On Tuesday, Sen. Barbara Boxer, D-Calif., told Sam Stein and Ryan Grim of the Huffington Post that a Stupak-like amendment would never get through the Senate.

"If someone wants to offer this very radical amendment, which would really tear apart [a decades-long] compromise, then I think at that point they would need to have 60 votes to do it," Boxer said. "And I believe in our Senate we can hold it."

But before the day was out, Sen. Ben Nelson, D-Neb., told TPM's Brian Beutler that he would filibuster a Senate bill that didn't contain language similar to that in the Stupak amendment -- meaning he would prevent the health care bill from seeing a final vote. (Rachel Maddow reported that, like Stupak and Pitts, Nelson is associated with The Family.)

DeLauro and Edwards agree that for a final bill to pass muster with the majority in the Democratic Caucus, the Stupak language will need to be ditched.

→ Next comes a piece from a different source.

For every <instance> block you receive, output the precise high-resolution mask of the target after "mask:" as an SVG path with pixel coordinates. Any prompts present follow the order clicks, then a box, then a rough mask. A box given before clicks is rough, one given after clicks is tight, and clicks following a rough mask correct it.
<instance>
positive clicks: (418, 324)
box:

"You know, I don't like to make threats," Edwards said. However, she added, "I would not be able to support a final bill that has this onerous kind of provision in it and that says to women, we're going to reach into your wallet and into your handbag and tell you what you can do with your own money."

"Look," DeLauro said, "I've always approached these things in an affirmative, in a positive way. What we do is to try to achieve the same goals as we move forward ..." Those goals, she says, include peeling back the Stupak language to not exceed standard of current law prohibiting the public funding of abortion. "We move to achieve those goals in long run. And I'm gonna -- that is where I'm gonna spend my time and my energy over the next several weeks."

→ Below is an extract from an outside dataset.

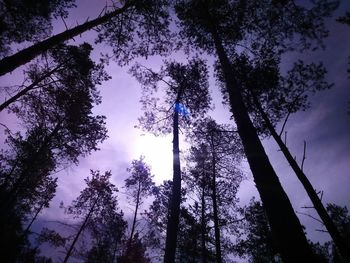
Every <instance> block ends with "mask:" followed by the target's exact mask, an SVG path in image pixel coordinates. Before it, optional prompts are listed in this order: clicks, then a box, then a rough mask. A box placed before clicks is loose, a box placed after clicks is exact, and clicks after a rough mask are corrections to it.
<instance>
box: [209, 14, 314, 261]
mask: <svg viewBox="0 0 350 263" xmlns="http://www.w3.org/2000/svg"><path fill="white" fill-rule="evenodd" d="M208 13H209V12H208ZM208 15H209V16H210V14H208ZM209 19H210V17H209ZM210 33H211V35H212V38H213V41H214V44H215V49H216V53H217V55H218V59H219V62H220V64H221V68H222V71H223V74H224V79H225V82H226V86H227V90H228V94H229V100H230V105H231V111H232V113H233V117H234V119H235V122H236V125H237V130H238V134H239V136H240V138H241V140H242V144H243V147H244V151H245V154H246V157H247V160H248V163H249V166H250V169H251V171H252V174H253V177H254V181H255V184H256V187H257V190H258V192H259V194H260V197H261V200H262V202H263V205H264V208H265V210H266V213H267V217H268V219H269V223H270V226H271V231H272V236H273V239H274V242H275V245H276V247H277V248H278V251H279V252H280V254H281V257H282V260H283V261H284V262H316V261H315V257H314V255H313V253H312V250H311V248H310V245H309V244H308V242H307V239H306V237H305V234H304V231H303V228H302V226H301V224H300V221H299V219H298V217H297V216H296V214H295V212H294V210H293V207H292V205H291V203H290V201H289V199H288V196H287V194H286V193H285V191H284V190H283V188H282V186H281V183H280V182H279V179H278V177H277V174H276V173H275V171H274V169H273V167H272V165H271V163H270V161H269V159H268V156H267V155H266V153H265V150H264V147H263V146H262V144H261V141H260V139H259V137H258V134H257V132H256V129H255V127H254V126H253V124H252V122H251V120H250V118H249V115H248V112H247V109H246V107H245V105H244V103H243V99H242V94H241V93H240V89H239V85H238V83H236V79H235V78H234V76H233V75H232V73H231V72H232V68H231V64H230V62H229V59H228V57H227V54H226V52H225V50H224V47H223V45H222V42H221V39H220V37H219V35H218V33H217V31H216V27H215V26H214V24H212V27H211V32H210Z"/></svg>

"This is a wake-up call," Michelman said of the Stupak amendment, "and Democrats have to look themselves square in the eye here and say, is our power and our majority more important than protecting and defending women's rights and protecting their health? And you can't trade off here. This is not acceptable."

Michelman did see one silver lining, though.

"It's also an opportunity for the women's rights community ... to moblilize women, to activate women on behalf of protecting and defending women's health from bishops and from anti-choice legislators."